Note that 2. would be missing from frequentist treatment of the problem, you’d say something like
\(Var[Bin(N-n, \hat{p})] = (N-n)\hat{p}(1 - \hat{p}) \), where
\( \hat{p} = n_d / n \), and be done with the problem. However under such treatment it is not possible to estimate the effect of the sample size, \(n\), on your final uncertainty - which is deeply unsatisfactory.
So, guided by the formula of conditional variance, under Bayesian treatment, we can say that
\[\begin{align*} Var[Bin(N - n, p)] &= \mathbb{E}[Var[Bin(N-n, p)]] + Var[\mathbb{E}[Bin(N-n, p)]] \\ &= \mathbb{E}[(N-n)p(1-p)] + Var[(N-n)p] \\ &= (N-n) \mathbb{E}[p(1-p)] + (N-n)^2 Var[p]. \end{align*}\]where outmost expectations and variance are taken with respect to posterior, i.e. \(Beta(n_d + 1, n_g + 1)\), whilst inner-most counterparts are taken with respect to \(Bin\), i.e. conditioned on \(p\).
Note that \(Var[p]\) can easily be looked up and it is
\[\frac{(n_d + 1)(n_g + 1)}{(n_d + n_g + 2)^2(n_d + n_g + 3)} = \frac{(n_d + 1)(n_g + 1)}{(n + 2)^2(n+3)}.\]So what is left to compute is \(\mathbb{E}[p(1-p)]\):
\[\begin{align*} \mathbb{E}[p(1-p)] &= \int \frac{p^{(n_d + 1)} (1-p)^{(n_g + 1)}}{B(n_d + 1, n_g + 1)} \\ &= \frac{B(n_d + 2, n_g + 2)}{B(n_d + 1, n_g + 1)} \\ &= \frac{(n_d + 1)(n_g +1)}{(n_d + n_g + 2)(n_d + n_g + 3)} \\ &= \frac{(n_d + 1)(n_g + 1)}{(n + 2)(n+3)} . \end{align*}\]Thus we get that
\[Var[Bin(N -n, p)] = \frac{(n_d + 1)(n_g + 1)}{(n+2)(n+3)} \left[ N-n + \frac{(N-n)^2}{n+2} \right].\]Let’s put some numbers in!
If \(N = 10^6 \), \(n = 1000 \) and \(n_d = n_g = 500 \), then \( std(Bin(10^6 - 10^3, p)) \approx 1.58 * 10^4 \).
So we anticipate to get \(O(10^4)\) products wrong if we extrapolate to \(10^6\) examples after measuring \(1000\)… which sounds about right to me.
And when should you stop sampling?
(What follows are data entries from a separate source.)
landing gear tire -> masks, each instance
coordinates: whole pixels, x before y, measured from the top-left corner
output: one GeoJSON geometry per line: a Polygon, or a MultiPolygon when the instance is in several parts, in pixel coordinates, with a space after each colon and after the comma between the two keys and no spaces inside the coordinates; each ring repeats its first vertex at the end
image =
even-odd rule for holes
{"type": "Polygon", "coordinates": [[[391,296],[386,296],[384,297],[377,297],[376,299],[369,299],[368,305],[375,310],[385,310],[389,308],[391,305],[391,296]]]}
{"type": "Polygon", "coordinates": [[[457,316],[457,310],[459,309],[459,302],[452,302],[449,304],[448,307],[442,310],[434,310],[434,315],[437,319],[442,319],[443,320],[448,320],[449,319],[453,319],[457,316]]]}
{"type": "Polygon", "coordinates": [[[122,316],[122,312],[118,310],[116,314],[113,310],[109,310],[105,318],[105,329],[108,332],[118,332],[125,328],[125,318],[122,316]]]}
Well, remember, that even if you knew \(p\) precisely, the standard deviation would still be of order \( 1000 \), due to the variance of the Binomial distribution. So once you get close to this order, sampling more won’t be of much use. So we want the largest term in the above expression, \(\sqrt{(N-n)^2 / (n+2)}\), to be of order \(10^3\), where the square root comes from switching from variance to standard deviation, thus I am getting that sampling beyond \(10^5\), i.e. 10% of the data, is unnecessary.